Sports

FINA to move up suit ban

The governing body of swimming will ban the high-tech bodysuits responsible for a record number of world marks set at this year's aquatics championships by the original date of Jan. 1, 2010.

No need to worry about a boycott from Michael Phelps anymore.

Swimming's governing body has set a Jan. 1 date for its ban on the record-breaking bodysuits, a move that comes partly in response to a threat from Phelps's coach to pull his swimmer from competition until the suits are outlawed.

Earlier this week, FINA announced a ban but said it might not take effect until April or May, three or four months later than expected.

"Now, without a doubt, the rules are applying Jan. 1, 2010," FINA executive director Cornel Marculescu said Friday. "The manufacturers are ready and can begin [suit] submissions Nov. 1 or before."

The comments from Phelps's coach, Bob Bowman, came immediately after his swimmer was upset by unheralded Paul Biedermann of Germany in the 200-metre freestyle Tuesday.

Biedermann wore a 100 per cent polyurethane Arena suit, while Phelps stuck with last year's LZR Racer from Speedo, which is less than half polyurethane.

"I think there was a lot of frustration with Michael. We saw that with his incredible swim in the 200 fly," USA Swimming executive director Chuck Wielgus said, referring to Phelps's world record Wednesday. "Bob maybe verbalized what some people had been feeling on behalf of Michael."

Last year, Phelps and others with the LZR profited from the suit, while this year suits from Italian manufacturers Arena and Jaked are considered faster.

Each of those suits will be banned at the start of next year, when men will be restricted to suits that extend from the waist to the top of the knees, and women to suits that cannot go past the shoulders or beyond the knees.

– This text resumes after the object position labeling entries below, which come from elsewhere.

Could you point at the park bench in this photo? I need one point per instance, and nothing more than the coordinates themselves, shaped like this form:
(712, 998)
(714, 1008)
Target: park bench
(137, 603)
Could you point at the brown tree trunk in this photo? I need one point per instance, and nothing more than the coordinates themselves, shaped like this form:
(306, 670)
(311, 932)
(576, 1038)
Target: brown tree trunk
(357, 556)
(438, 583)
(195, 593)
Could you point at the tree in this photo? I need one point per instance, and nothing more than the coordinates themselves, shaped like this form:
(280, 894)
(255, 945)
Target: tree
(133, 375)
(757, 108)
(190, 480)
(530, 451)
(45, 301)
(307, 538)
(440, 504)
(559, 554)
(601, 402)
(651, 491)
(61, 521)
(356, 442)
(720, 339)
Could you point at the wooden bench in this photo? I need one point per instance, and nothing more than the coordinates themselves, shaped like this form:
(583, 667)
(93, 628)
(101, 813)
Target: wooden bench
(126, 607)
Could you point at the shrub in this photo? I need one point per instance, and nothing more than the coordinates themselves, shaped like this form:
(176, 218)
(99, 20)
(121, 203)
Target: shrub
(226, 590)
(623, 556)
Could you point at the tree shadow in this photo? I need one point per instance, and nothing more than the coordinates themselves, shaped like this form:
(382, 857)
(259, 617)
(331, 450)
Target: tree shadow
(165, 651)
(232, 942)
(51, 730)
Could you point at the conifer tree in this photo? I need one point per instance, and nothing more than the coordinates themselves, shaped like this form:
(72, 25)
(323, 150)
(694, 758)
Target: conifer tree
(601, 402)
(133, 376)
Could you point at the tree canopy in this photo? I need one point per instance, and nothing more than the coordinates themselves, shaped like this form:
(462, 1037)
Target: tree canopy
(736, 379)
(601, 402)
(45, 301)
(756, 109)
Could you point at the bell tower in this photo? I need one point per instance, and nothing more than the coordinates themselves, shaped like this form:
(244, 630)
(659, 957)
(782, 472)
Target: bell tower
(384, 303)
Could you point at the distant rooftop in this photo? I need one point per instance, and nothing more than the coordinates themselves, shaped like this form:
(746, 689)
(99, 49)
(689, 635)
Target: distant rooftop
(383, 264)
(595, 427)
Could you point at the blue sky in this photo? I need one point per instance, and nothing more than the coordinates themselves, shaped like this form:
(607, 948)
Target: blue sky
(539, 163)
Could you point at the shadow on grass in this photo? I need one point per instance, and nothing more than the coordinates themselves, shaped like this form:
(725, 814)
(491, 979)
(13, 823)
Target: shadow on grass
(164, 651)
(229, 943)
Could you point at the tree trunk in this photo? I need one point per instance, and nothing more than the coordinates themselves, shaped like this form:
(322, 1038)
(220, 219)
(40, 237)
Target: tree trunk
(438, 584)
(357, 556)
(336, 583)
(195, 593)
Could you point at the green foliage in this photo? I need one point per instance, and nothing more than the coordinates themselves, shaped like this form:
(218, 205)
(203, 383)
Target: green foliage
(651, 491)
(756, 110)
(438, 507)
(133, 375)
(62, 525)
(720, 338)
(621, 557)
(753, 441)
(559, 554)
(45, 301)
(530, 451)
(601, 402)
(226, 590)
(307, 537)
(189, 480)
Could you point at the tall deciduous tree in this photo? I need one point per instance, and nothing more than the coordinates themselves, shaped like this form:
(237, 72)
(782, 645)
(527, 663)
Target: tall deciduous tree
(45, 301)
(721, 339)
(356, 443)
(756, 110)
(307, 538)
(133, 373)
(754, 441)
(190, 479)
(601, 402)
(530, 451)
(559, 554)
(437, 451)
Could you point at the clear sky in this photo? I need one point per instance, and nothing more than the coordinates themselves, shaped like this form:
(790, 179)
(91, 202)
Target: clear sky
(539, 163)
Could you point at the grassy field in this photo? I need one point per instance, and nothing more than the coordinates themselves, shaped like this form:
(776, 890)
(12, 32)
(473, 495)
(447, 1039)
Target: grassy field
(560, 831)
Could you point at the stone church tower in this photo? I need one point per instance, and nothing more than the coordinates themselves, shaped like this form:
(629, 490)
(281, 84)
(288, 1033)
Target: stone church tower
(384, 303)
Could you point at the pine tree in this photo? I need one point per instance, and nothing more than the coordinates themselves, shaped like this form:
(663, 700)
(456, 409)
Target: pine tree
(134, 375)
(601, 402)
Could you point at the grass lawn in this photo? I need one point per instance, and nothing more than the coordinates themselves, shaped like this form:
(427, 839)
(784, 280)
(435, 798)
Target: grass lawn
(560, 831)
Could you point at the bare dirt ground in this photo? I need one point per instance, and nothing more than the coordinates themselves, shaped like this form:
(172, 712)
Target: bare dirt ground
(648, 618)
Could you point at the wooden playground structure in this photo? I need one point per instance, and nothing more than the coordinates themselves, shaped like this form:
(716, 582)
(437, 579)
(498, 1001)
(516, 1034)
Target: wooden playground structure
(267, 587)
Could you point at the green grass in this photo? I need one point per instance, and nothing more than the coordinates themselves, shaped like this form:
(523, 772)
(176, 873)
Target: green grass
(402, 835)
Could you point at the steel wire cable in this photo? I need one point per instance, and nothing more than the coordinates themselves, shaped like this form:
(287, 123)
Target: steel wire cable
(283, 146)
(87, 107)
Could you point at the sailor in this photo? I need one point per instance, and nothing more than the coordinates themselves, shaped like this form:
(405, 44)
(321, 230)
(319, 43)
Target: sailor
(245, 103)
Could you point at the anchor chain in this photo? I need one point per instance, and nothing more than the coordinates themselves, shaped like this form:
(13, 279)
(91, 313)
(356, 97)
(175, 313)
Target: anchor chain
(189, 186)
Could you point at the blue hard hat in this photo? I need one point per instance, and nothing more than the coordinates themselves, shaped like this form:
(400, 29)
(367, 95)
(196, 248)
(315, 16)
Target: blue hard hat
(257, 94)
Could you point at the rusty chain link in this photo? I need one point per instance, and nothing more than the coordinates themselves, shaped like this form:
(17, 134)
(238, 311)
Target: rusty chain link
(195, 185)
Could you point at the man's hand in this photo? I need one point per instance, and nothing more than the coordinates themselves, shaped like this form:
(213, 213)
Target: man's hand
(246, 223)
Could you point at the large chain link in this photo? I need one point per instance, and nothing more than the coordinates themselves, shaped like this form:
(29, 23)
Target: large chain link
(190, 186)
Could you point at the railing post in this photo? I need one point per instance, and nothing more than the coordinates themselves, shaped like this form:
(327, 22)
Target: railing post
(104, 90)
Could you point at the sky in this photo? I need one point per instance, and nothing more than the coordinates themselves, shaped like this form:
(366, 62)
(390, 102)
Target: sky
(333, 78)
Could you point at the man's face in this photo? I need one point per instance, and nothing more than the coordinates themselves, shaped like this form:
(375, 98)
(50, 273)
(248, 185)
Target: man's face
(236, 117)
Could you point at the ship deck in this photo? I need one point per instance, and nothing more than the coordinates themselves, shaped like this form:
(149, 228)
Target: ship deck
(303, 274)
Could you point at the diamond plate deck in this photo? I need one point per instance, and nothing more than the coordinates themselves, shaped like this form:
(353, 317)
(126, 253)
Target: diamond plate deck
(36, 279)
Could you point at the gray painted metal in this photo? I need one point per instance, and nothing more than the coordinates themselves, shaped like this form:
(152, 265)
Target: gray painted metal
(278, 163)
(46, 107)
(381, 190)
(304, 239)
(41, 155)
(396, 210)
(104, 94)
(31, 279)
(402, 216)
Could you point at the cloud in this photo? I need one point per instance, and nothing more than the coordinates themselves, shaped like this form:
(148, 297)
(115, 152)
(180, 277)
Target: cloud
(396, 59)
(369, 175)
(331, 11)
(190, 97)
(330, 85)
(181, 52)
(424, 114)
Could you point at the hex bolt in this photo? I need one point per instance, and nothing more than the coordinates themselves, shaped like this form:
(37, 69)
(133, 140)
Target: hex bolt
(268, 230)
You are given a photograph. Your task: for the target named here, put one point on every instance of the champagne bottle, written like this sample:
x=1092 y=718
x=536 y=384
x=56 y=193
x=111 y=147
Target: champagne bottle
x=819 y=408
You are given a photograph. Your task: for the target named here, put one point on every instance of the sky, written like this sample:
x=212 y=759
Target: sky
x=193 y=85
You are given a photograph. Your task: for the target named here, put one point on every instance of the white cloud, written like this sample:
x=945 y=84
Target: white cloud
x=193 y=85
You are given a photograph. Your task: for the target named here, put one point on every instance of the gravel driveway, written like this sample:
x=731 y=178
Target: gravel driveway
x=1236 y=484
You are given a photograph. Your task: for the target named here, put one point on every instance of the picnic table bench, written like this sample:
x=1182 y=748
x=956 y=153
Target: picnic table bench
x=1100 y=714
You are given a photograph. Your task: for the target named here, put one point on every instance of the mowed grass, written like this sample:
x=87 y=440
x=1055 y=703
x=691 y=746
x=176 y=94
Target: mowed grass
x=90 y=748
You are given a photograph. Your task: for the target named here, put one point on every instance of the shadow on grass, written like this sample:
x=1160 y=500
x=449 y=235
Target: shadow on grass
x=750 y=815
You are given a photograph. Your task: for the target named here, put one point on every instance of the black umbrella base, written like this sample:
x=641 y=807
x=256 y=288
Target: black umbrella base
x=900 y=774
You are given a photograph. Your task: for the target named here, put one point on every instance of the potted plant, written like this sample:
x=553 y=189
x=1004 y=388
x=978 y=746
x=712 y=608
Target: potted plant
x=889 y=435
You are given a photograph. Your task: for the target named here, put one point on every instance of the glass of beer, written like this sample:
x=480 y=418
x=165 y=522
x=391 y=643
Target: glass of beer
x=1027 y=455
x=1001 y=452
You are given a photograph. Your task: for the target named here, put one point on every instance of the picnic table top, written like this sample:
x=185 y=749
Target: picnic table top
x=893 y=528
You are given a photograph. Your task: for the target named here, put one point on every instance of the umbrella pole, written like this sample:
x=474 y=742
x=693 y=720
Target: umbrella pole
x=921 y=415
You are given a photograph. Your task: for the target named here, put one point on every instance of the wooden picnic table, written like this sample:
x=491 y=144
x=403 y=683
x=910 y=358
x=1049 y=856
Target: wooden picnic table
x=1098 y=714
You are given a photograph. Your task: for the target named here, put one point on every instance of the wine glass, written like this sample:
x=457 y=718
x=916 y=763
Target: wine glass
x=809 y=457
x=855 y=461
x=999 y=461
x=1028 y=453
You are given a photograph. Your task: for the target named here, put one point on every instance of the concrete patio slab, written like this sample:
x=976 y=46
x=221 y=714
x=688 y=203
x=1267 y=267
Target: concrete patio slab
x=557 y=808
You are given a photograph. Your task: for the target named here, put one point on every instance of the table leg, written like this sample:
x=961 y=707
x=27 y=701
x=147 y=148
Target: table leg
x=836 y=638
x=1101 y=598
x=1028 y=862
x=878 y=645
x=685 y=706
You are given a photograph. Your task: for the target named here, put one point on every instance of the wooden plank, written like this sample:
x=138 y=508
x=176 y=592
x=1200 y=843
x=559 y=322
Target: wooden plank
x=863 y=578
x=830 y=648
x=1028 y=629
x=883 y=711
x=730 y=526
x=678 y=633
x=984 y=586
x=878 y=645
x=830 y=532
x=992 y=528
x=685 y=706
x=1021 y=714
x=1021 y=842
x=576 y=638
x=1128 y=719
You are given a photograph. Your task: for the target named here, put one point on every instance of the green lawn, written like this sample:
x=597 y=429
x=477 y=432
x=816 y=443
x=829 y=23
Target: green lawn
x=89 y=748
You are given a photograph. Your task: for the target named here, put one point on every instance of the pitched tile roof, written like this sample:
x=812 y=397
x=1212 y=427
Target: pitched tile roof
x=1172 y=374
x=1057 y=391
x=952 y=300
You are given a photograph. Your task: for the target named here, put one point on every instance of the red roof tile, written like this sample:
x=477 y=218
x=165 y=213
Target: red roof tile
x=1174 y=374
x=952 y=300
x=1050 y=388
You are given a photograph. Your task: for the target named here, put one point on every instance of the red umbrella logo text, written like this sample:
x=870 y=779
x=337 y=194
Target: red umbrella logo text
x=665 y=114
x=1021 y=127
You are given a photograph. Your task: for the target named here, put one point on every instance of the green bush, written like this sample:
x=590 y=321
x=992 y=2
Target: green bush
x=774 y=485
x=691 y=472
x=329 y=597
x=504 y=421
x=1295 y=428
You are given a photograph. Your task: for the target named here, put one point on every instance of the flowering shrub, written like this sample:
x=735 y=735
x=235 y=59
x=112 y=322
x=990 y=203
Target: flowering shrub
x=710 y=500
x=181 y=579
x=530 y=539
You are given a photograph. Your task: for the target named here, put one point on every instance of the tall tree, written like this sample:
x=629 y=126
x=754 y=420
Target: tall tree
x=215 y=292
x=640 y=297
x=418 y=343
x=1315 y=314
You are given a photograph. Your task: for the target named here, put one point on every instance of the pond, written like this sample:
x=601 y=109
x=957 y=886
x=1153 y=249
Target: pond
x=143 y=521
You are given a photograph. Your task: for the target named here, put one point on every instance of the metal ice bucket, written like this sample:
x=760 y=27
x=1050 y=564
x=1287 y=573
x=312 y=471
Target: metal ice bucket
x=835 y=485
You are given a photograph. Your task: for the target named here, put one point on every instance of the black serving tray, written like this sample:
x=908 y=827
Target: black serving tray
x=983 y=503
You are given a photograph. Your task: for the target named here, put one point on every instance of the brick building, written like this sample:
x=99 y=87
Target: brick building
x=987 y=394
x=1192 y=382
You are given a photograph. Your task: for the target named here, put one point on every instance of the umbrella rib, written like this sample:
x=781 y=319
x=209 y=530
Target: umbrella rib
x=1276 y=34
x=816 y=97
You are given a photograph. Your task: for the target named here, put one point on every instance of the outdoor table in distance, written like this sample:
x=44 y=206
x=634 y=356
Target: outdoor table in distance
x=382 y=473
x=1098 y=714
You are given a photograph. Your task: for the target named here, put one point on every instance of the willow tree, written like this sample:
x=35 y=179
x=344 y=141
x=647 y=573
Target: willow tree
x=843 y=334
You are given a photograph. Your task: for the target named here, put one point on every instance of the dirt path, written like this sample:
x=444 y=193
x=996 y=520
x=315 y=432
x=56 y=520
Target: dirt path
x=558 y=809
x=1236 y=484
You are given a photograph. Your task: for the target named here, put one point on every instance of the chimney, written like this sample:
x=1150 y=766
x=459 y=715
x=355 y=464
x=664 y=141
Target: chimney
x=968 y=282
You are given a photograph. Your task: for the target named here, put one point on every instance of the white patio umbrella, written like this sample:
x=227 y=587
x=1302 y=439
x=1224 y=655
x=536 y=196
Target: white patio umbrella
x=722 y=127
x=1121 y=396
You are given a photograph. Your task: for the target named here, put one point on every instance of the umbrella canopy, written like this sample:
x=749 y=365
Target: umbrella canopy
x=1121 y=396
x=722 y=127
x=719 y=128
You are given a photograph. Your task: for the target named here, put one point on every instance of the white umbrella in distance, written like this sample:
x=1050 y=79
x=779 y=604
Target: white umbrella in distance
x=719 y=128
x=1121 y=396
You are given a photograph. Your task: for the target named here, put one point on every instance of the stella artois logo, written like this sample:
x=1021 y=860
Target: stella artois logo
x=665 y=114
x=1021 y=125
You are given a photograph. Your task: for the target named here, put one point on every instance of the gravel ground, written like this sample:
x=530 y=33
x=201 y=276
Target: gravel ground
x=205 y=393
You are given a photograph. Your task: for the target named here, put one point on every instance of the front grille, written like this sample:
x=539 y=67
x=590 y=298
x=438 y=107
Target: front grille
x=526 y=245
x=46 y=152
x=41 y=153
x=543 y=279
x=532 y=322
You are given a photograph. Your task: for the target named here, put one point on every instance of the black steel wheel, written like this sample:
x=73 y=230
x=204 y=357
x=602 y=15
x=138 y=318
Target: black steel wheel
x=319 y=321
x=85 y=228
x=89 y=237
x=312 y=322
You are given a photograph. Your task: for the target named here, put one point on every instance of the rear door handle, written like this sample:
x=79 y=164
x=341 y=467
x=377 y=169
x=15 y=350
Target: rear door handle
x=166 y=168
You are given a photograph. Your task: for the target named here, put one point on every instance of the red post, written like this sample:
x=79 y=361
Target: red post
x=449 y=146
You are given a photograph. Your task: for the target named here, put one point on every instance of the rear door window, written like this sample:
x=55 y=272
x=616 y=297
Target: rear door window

FINA plans to issue new suit guidelines to manufacturers by Sept. 30, and thought about a delay for a few months to give companies enough time to produce new suits.

"We'll then probably expect Michael not to swim until they are implemented," Bowman said Tuesday. "I'm done with this. It has to be implemented immediately. The sport is in shambles right now and they better do something or they're going to lose their guy who fills these suits."

More than 30 world records have been set at the world championships, about twice as many as at the last edition two years ago in Melbourne, Australia.

"Comments by Michael Phelps or anyone else we respect, and we do our job and control whatever happens in our sport," Marculescu said.

FINA also announced a rule requiring suits to be approved one year before Olympics or world championships, and available commercially six months in advance.

A scientific commission with materials experts from each continent will approve swimsuits and monitor developments in technology, FINA said.

USA Swimming is considering installing the new suit rules for domestic competition before the end of the year. Polyurethane bodysuits will be banned for a Duel in the Pool competition in Manchester, England, in December, with the United States facing an all-star team from France, Russia and Britain.

"We met after prelims this morning and agreed to adopt the rules for that meet," Wielgus said. "Whether or not USA Swimming adopts those rules any sooner is something we'll talk about when we get home."